Teacher killed outside WA school before classes
TACOMA, WA
The suspect was killed in a shootout with a deputy a short time
later about 10 miles away, said Pierce County sheriff's spokesman
Ed Troyer.
The man had posted bail Monday, a few days after he was arrested
for violating a protective order the teacher, Jennifer Paulson,
obtained in September 2008.
"She was a very kind, merciful, loving person," said her
father, Ken Paulson. "That's probably why she was a special
education teacher -- because she loved so much."
He described the 30-year-old as a devout Christian, and said she
had been pestered by the shooter, Jed Waits, of Ellensburg, for
years.
The two had known each other since she was in college, when they
worked together at a cafeteria at Seattle Pacific University.
In her petition for the anti-harassment order filed in Pierce
County District Court, Paulson said she and Waits occasionally
socialized with co-workers and friends outside of work as a group
but "never had any sort of romantic involvement."
She said heard from Waits about once a year since she graduated
from college in 2003 -- and on that annual occasion he sometimes
called her 10 to 15 times in one day.
Things became more intense in spring 2008, when he showed up her
school, walked into the building and passed the office, where he
was stopped by a secretary. Later that year, she saw him sitting in
his car near the school.
"I never told him where I work and do not know how he found
out," Paulson wrote.
He also sent roses and a bear to her at the school. Paulson's
principal called Waits' commander in the National Guard to inform
him of the harassment, she wrote.
Keith Kosik, a spokesman for the Guard, said Waits was
repeatedly disciplined during his tenure with the service and was
less-than-honorably discharged in April 2009. He deployed to Kuwait
with his unit in 2007.
The anti-harassment order banned Waits from going within 1,000
feet of Paulson's home or school. But she saw him as she was
leaving work last Friday, so she called 911 from her car. Waits was
arrested that night, and after he made bail, Paulson stopped
staying at her home, her father said.
Tacoma Police spokesman Mark Fulghum said there had been no
indication that Waits had a weapon or had threatened Paulson with a
weapon, but it appeared he had a serious infatuation.

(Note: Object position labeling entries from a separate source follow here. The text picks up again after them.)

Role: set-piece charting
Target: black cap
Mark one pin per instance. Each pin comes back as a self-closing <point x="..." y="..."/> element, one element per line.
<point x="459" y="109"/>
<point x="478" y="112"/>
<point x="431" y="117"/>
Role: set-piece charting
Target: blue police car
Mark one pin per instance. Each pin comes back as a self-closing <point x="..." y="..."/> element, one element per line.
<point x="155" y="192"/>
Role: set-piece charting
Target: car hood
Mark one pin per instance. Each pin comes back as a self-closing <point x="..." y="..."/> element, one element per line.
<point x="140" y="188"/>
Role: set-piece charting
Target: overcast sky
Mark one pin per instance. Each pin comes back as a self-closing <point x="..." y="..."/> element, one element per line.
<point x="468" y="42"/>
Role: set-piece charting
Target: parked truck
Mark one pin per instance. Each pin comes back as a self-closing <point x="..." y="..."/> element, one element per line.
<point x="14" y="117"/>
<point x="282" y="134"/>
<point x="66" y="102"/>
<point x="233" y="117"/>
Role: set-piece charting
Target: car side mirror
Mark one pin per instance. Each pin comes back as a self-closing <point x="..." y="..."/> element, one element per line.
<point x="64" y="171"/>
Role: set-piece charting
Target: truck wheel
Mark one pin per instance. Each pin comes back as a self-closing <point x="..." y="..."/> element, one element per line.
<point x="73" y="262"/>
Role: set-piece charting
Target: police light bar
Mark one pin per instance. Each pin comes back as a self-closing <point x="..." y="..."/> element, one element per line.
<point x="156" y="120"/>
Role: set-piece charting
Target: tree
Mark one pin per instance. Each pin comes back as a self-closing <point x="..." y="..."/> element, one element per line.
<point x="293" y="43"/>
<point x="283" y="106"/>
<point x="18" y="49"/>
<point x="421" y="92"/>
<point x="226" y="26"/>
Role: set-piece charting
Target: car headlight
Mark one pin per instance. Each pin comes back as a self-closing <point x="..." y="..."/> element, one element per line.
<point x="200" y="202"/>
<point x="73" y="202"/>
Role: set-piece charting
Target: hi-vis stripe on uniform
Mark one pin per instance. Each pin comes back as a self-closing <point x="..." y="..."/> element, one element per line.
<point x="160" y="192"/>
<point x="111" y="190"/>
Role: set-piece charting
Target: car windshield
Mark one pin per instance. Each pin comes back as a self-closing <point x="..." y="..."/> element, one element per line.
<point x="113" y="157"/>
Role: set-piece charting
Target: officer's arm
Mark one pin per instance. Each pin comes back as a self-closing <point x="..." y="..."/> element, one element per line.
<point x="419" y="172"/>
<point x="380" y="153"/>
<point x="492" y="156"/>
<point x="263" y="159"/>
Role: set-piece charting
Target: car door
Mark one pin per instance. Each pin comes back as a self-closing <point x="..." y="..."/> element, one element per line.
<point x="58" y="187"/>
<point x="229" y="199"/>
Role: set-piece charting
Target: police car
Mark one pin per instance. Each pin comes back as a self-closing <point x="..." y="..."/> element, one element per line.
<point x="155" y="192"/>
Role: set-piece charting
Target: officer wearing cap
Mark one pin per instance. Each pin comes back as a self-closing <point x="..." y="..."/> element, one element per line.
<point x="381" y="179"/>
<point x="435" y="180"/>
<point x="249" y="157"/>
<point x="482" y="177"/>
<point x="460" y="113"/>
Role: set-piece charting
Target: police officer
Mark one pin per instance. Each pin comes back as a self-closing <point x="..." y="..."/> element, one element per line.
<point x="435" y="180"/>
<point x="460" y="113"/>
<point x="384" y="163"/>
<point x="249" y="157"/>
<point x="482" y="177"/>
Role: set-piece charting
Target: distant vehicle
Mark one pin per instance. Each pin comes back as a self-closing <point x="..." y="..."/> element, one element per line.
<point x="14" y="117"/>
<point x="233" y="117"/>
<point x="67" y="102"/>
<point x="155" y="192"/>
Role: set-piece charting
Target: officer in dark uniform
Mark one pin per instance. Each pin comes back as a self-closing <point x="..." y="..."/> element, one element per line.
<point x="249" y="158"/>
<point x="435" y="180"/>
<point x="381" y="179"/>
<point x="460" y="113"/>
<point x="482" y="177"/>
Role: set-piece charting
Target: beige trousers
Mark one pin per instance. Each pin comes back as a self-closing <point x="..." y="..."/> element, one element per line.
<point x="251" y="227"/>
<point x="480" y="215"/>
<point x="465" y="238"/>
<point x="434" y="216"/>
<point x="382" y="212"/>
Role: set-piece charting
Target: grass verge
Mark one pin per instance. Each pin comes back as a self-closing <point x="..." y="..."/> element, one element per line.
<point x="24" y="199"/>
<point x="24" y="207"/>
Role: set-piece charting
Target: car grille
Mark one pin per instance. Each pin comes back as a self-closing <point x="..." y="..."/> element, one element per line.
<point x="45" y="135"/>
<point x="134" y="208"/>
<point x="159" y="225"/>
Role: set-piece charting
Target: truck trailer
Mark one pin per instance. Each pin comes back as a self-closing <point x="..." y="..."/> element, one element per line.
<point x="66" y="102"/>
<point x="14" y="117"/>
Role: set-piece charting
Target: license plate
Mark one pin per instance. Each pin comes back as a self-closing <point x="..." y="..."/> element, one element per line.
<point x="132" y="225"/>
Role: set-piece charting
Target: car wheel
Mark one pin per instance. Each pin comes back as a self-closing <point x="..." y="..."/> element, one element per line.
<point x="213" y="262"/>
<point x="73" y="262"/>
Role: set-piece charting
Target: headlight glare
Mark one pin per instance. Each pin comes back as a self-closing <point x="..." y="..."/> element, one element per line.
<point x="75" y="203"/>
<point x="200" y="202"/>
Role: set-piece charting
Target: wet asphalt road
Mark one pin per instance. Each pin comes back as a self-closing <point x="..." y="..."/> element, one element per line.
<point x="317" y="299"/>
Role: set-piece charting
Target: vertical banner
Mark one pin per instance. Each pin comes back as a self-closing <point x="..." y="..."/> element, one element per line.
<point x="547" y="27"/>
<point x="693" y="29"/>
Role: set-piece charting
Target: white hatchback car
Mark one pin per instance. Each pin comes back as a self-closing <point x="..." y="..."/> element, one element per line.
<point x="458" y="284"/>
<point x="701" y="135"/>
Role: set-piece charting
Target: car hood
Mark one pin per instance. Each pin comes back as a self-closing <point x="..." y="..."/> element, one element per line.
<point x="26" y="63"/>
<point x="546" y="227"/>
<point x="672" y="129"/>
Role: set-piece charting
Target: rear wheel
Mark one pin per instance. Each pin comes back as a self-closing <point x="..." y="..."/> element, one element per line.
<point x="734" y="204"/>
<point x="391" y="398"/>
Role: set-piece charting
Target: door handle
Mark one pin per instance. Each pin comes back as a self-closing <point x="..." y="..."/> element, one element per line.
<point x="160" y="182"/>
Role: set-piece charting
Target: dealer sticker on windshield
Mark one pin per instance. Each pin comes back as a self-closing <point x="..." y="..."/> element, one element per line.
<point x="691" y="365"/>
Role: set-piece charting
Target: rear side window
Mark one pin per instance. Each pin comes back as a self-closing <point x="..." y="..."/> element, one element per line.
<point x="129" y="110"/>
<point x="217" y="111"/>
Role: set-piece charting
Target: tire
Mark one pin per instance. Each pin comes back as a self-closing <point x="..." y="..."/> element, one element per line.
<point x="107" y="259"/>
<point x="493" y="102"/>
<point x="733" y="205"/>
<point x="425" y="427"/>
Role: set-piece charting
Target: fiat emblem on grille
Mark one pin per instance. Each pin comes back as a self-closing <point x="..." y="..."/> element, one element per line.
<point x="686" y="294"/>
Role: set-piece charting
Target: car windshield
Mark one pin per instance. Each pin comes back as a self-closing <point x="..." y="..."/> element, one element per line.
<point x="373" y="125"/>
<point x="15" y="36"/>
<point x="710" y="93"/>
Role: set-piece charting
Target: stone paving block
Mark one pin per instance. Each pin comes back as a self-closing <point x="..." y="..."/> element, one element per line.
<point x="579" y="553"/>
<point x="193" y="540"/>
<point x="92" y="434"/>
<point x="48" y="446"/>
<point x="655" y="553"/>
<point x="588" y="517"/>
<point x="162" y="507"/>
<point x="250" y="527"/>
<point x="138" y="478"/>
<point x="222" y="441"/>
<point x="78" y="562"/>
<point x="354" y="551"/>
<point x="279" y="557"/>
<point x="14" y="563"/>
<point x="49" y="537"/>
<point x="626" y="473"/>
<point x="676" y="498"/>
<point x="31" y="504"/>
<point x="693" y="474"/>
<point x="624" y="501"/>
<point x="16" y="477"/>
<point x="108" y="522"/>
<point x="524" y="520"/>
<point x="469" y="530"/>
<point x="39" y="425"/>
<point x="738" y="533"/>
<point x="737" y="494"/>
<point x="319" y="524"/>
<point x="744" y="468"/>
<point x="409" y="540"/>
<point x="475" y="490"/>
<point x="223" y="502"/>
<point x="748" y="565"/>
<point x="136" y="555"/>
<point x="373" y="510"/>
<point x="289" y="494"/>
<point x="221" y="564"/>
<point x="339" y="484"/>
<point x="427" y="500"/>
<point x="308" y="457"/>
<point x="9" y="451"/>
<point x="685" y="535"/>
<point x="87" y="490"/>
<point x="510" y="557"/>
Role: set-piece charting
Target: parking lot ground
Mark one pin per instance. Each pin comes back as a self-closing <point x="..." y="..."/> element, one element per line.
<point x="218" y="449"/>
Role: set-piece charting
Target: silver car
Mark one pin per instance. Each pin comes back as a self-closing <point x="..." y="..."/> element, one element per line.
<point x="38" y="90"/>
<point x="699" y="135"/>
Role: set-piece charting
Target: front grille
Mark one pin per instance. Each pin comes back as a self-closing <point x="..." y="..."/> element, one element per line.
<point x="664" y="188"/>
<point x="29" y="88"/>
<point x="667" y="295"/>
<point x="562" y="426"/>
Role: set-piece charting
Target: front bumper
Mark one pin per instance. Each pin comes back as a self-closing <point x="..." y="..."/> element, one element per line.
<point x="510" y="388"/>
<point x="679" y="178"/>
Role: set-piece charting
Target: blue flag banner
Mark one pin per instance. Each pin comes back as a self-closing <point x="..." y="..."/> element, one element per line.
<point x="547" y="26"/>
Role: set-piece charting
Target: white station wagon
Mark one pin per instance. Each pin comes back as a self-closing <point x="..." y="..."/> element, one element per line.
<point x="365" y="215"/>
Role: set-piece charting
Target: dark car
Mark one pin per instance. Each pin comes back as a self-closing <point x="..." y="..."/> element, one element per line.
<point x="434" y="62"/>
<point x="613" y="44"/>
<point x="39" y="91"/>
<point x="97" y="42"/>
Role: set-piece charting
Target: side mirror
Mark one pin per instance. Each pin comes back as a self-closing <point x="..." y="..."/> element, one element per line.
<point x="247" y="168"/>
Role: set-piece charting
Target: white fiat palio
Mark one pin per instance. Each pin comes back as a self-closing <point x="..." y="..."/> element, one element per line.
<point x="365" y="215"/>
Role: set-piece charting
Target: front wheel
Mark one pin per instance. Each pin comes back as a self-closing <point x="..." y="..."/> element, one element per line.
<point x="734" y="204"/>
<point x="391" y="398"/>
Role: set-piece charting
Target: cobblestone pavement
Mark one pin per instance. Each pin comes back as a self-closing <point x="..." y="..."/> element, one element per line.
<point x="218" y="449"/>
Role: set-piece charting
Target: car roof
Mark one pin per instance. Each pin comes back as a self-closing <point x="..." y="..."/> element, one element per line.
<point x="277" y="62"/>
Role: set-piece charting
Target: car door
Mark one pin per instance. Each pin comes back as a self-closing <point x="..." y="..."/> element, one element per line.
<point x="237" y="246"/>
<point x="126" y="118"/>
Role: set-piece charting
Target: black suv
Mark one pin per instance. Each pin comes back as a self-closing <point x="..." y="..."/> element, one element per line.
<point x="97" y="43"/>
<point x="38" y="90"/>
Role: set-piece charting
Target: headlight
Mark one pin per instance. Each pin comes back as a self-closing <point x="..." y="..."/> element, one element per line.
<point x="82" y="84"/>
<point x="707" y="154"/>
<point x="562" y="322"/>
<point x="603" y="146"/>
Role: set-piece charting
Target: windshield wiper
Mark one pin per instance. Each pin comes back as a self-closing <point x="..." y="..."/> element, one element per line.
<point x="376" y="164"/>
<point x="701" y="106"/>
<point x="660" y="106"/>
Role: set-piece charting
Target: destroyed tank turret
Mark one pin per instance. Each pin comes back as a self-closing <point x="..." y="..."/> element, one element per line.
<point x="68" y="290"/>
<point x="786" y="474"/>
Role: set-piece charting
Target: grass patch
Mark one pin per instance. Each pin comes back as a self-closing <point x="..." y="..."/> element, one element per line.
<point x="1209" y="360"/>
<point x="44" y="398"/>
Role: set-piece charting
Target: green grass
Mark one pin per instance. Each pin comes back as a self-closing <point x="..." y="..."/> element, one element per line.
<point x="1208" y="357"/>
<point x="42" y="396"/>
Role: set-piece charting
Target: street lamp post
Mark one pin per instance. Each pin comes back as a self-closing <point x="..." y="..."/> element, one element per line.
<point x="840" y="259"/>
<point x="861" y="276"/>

The shooting happened at Birney Elementary, which has about 400
students in kindergarten through fifth grade. Classes were canceled
for the day, and officials had not made a decision about Monday's
schedule.
The shooter was waiting for the teacher when she arrived at 7:35
a.m. and shot her multiple times as she was trying to enter the
school, Fulghum said.
"I heard a teacher screaming at the top of her lungs -- just
screaming," said Omar Moreno, 22, who lives across the street from
the school, adding he heard three gunshots. "I looked out my
window and I saw the guy. He started running down the middle of the
street and got in his car."
A deputy pulled over the suspect's car in the parking lot of a
daycare, and he came out firing a handgun, Troyer said. The deputy
returned fire and killed the man.
"We're lucky our guy's OK. The guy did have semiautomatic and
did fire a round," Troyer told KCPQ-TV.
School district spokesman Dan Voelpel said Paulson worked in the
language resource center helping students one-on-one with reading
problems. She had been with the district since 2004 and at the
school since 2007.
Paulson's death "knocked everyone flat," Voelpel said. "It's
going to hit this community hard."
The shooting occurred three days after a 32-year-old man with a
history of mental illness opened fire in a middle school parking
lot in Colorado, wounding two students.